Excavating a Common Treasure

2018-06-30

History is full of legends of ancient treasures and powerful artifacts, lost to time or hidden by purpose, that would bring glory, power and riches to their discoverer.

A winged bull depicted on an on archaeological artifact from the Assyrian empire between 1400 and 1200 BC. Cylinder Seal with Winged Bull - Walters Art Museum Licensed under CC0.

Although the history of software development is much shorter than the history of mankind, there already exists artifacts that have near mythological status when it comes to software development, yet often go hidden underneath the surface. One of these is the language of Common Lisp.

Common Lisp is a language originally from the early 80s, and was a standardization of many dialects of the Lisp programming language, which explains both the Common and Lisp part of the name. Lisp itself is one of the oldest general purpose programming languages, first specified in 1958. From Lisp many ideas that we consider common in other languages were popularized, such as conditionals (the if and else structure), notion of functions as first class elements, and many others (see this article on more of these ideas).

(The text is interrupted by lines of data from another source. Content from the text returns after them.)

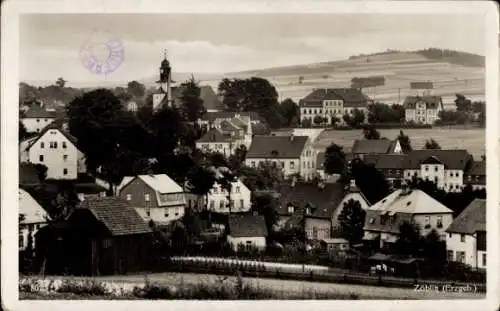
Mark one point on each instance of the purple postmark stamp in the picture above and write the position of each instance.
(101, 55)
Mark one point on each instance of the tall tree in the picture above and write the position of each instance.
(371, 132)
(136, 89)
(405, 142)
(352, 221)
(370, 181)
(191, 107)
(335, 161)
(431, 144)
(289, 110)
(61, 82)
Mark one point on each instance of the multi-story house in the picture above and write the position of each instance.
(293, 154)
(475, 175)
(384, 218)
(423, 109)
(32, 218)
(319, 204)
(155, 197)
(466, 236)
(333, 103)
(444, 167)
(226, 136)
(36, 118)
(391, 165)
(58, 150)
(364, 147)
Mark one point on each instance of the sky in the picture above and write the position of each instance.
(50, 44)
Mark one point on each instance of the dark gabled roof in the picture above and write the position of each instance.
(210, 99)
(212, 116)
(116, 214)
(247, 225)
(386, 161)
(28, 174)
(431, 101)
(37, 112)
(350, 96)
(277, 146)
(471, 220)
(320, 160)
(58, 127)
(452, 159)
(323, 200)
(214, 135)
(367, 146)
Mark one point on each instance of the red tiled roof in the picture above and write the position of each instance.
(277, 146)
(116, 214)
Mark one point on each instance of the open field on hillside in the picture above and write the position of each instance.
(399, 69)
(473, 140)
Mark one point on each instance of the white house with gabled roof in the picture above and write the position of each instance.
(58, 150)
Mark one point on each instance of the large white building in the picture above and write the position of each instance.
(384, 218)
(293, 154)
(333, 103)
(466, 236)
(57, 150)
(226, 136)
(33, 217)
(423, 109)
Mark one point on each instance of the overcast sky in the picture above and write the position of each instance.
(202, 43)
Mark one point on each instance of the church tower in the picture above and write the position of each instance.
(164, 95)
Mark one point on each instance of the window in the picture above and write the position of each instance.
(449, 255)
(460, 256)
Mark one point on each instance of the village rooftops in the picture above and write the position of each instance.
(377, 146)
(160, 183)
(215, 135)
(350, 96)
(452, 159)
(37, 112)
(279, 147)
(322, 199)
(432, 102)
(471, 220)
(247, 225)
(116, 214)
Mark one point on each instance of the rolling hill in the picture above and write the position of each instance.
(451, 72)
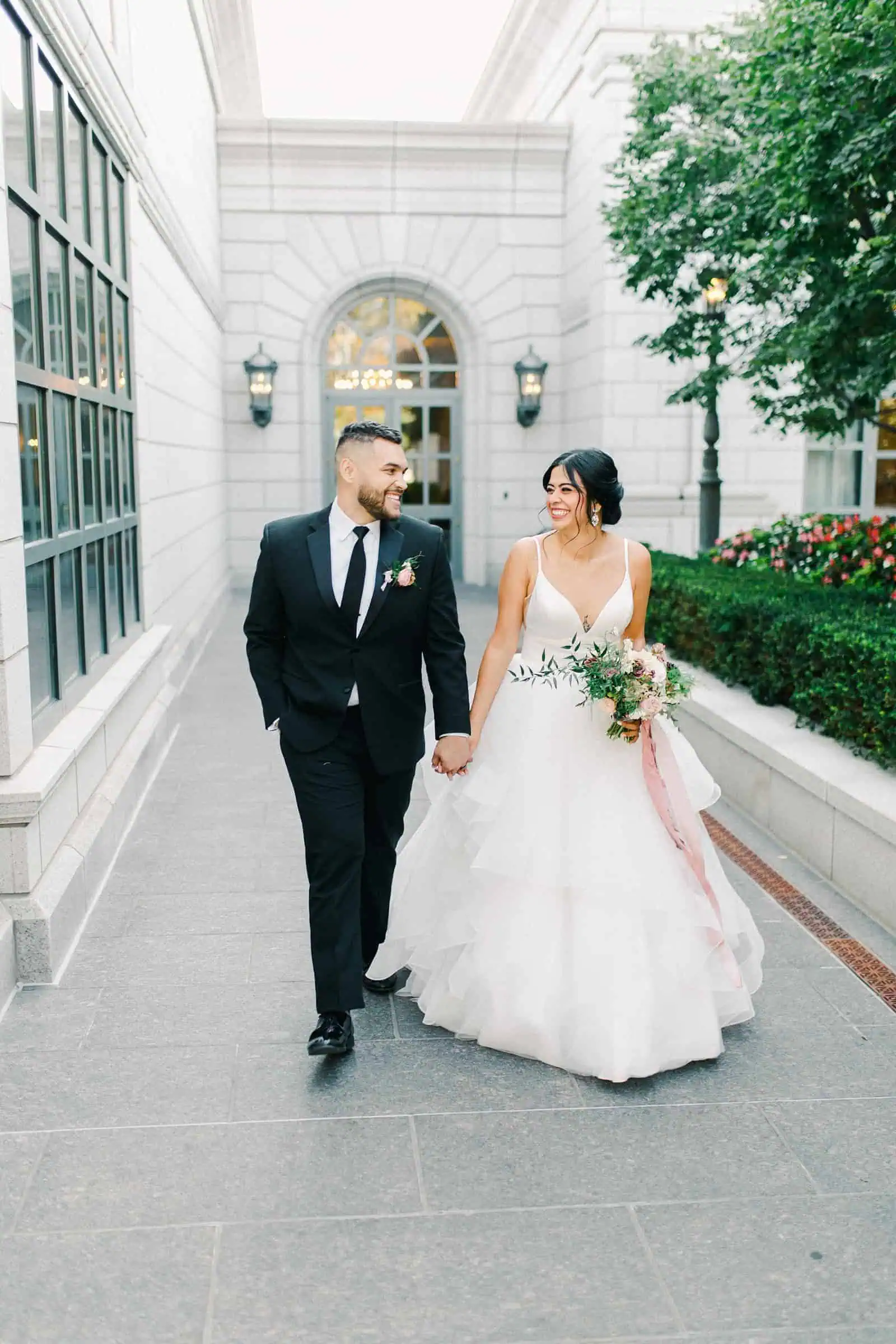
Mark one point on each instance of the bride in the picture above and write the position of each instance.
(543, 908)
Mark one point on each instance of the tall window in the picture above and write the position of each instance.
(391, 358)
(857, 474)
(72, 318)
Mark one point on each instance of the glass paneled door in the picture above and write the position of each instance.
(391, 360)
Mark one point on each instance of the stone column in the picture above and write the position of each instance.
(15, 691)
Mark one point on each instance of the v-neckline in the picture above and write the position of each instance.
(574, 609)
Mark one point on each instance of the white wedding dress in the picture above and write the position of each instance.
(543, 908)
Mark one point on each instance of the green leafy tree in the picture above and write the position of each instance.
(766, 153)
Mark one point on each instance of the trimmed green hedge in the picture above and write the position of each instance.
(829, 655)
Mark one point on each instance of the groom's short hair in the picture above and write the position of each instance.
(366, 432)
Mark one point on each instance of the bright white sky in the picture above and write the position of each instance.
(374, 59)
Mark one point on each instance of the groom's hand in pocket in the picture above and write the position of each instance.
(452, 756)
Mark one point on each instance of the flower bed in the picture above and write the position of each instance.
(829, 655)
(821, 548)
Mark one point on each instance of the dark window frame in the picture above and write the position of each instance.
(46, 385)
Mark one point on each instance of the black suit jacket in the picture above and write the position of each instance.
(305, 660)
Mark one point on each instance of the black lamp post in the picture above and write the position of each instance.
(715, 297)
(530, 375)
(261, 370)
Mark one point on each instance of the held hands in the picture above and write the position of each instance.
(452, 756)
(631, 729)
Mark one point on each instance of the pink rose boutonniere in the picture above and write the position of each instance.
(403, 573)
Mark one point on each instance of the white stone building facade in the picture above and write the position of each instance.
(394, 270)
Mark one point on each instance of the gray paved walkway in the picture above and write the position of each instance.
(175, 1168)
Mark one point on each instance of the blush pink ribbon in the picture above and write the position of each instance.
(669, 797)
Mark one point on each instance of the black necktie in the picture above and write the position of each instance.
(351, 604)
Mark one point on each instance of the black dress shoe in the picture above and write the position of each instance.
(381, 987)
(334, 1035)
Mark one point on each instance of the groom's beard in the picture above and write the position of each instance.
(375, 503)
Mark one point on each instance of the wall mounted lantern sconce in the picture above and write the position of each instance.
(530, 375)
(261, 370)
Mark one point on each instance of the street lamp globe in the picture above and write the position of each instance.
(715, 296)
(530, 375)
(261, 370)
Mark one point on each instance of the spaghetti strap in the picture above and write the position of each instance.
(538, 550)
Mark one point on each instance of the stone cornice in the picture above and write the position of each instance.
(69, 31)
(375, 142)
(228, 27)
(76, 42)
(517, 52)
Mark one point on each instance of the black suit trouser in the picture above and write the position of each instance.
(352, 820)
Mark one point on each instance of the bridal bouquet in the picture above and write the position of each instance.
(628, 683)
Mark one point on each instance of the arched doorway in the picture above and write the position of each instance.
(393, 358)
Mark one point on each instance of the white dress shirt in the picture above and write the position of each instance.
(342, 543)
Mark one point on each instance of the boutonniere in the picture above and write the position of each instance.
(402, 573)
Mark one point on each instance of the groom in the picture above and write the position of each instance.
(346, 606)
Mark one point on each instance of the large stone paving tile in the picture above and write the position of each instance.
(410, 1022)
(575, 1275)
(110, 1288)
(170, 877)
(853, 999)
(204, 1174)
(846, 1146)
(790, 999)
(187, 960)
(255, 842)
(18, 1158)
(109, 917)
(778, 1262)
(410, 1077)
(787, 944)
(281, 956)
(49, 1018)
(69, 1089)
(767, 1061)
(604, 1156)
(195, 1015)
(175, 814)
(284, 912)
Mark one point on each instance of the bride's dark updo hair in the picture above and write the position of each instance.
(598, 476)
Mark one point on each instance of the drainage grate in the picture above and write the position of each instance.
(870, 968)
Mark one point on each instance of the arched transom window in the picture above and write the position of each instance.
(390, 343)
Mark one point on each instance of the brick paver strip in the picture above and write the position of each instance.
(870, 968)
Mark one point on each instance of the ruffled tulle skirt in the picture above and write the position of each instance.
(543, 908)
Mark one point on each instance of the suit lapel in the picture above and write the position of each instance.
(391, 542)
(319, 552)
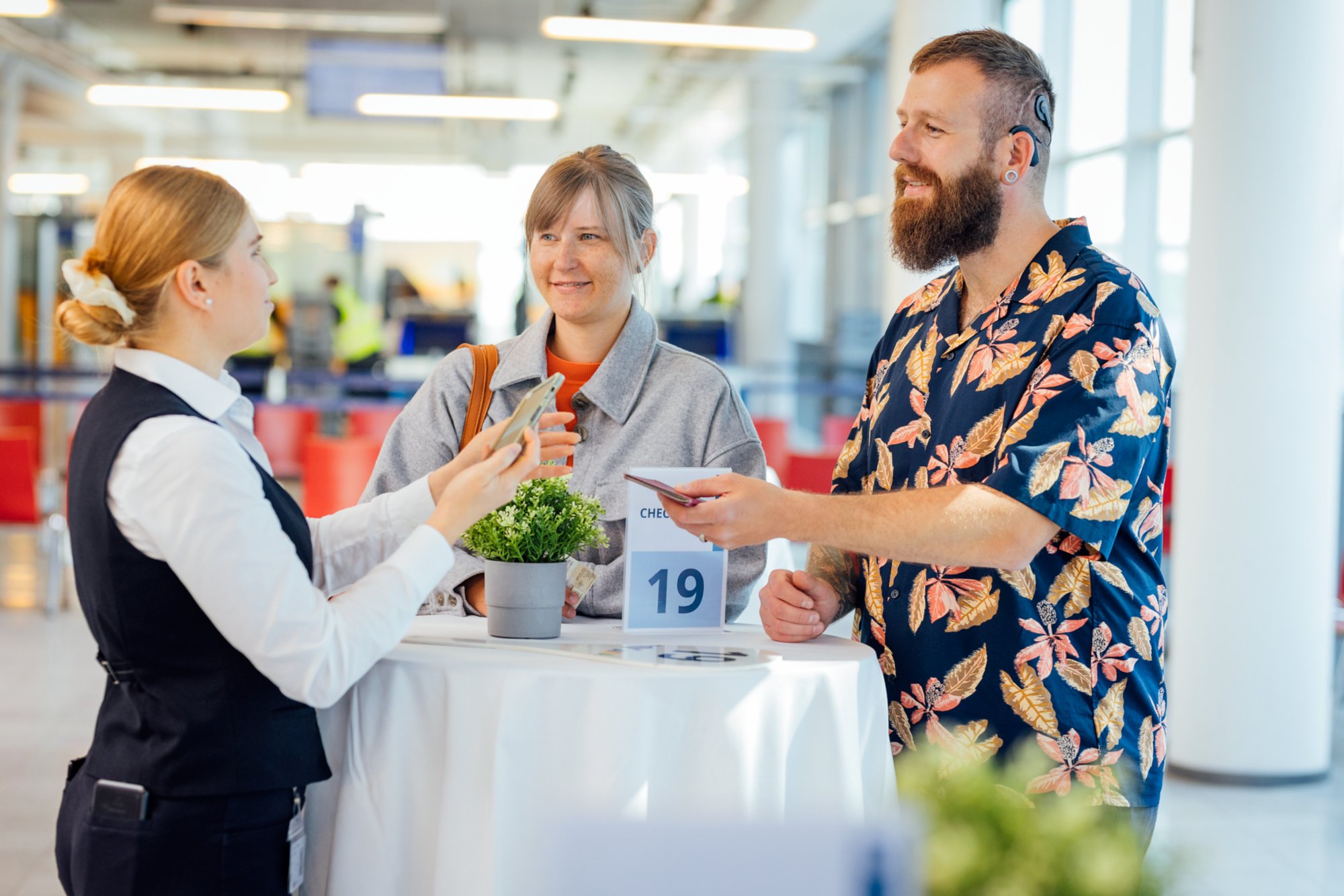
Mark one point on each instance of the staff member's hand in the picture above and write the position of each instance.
(744, 511)
(556, 447)
(798, 607)
(485, 487)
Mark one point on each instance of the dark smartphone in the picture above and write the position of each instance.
(120, 801)
(663, 488)
(529, 412)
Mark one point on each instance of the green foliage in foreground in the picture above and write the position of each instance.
(545, 523)
(983, 836)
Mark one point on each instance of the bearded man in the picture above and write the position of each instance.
(999, 535)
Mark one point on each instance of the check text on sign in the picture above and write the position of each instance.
(673, 580)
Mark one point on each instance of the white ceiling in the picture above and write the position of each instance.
(628, 96)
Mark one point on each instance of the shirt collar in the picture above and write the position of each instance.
(1052, 264)
(208, 397)
(1068, 244)
(618, 382)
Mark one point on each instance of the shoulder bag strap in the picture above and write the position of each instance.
(485, 361)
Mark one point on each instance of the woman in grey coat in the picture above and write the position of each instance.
(638, 401)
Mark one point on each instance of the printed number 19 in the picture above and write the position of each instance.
(696, 592)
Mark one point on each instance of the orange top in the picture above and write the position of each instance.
(576, 375)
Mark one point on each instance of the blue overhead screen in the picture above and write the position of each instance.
(339, 72)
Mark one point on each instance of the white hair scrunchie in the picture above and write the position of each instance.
(96, 289)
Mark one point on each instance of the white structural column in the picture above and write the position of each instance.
(775, 220)
(11, 101)
(1257, 432)
(915, 25)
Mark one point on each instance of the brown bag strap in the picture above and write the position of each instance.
(485, 361)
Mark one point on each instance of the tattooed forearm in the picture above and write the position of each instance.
(839, 570)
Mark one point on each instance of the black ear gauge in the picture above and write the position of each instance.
(1036, 154)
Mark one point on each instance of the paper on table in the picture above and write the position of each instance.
(669, 656)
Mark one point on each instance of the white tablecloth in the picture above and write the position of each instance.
(451, 762)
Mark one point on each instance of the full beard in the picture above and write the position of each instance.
(959, 217)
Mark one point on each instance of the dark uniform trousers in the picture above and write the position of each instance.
(235, 846)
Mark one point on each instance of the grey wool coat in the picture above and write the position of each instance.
(648, 405)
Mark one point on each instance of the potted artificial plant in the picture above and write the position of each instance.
(526, 545)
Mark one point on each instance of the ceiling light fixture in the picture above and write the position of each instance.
(302, 19)
(48, 185)
(189, 97)
(700, 185)
(433, 107)
(28, 9)
(678, 34)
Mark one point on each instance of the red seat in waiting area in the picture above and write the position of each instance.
(810, 471)
(283, 431)
(337, 472)
(18, 476)
(775, 440)
(15, 414)
(372, 421)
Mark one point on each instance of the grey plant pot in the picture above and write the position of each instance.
(525, 600)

Common Lisp is also often mentioned as an amazing and fun language to learn, which makes it the clear-cut choice for this article.

As the story goes it gives the user untold levels of productivity and joy of development. One other big advantage is that Common Lisp used to be the language of A.I. research. There is lots of existing code out there for systems on the subject of knowledge representation, reasoning and planning. Given the resurgence of fields such as a Semantic Web that make use of such A.I. systems, learning from such tools and techniques, or even using them directly, can be invaluable. In this post, I aim to find out a very small portion of the riches we can dig up using Common Lisp, and to share this experience with the reader.

Cylinder Seals were common objects that were used to designate ownership in ancient Mesopotamia. Although describing to a different notion of 'common' these show remarkable of craftsmanship that we hope to introduce ourselves to in Common Lisp. Cylinder Seal with Two Heroes and a Tree - Walters Art Museum Licensed under CC0.

To add as a disclamer, I do have experience with a similar language, Clojure that I use in my day-to-day programming, as well as with Emacs (namely Spacemacs), so I probably have some head start in using and editing the language. Nonethess I aim to make this introduction accessible to readers without such knowledge.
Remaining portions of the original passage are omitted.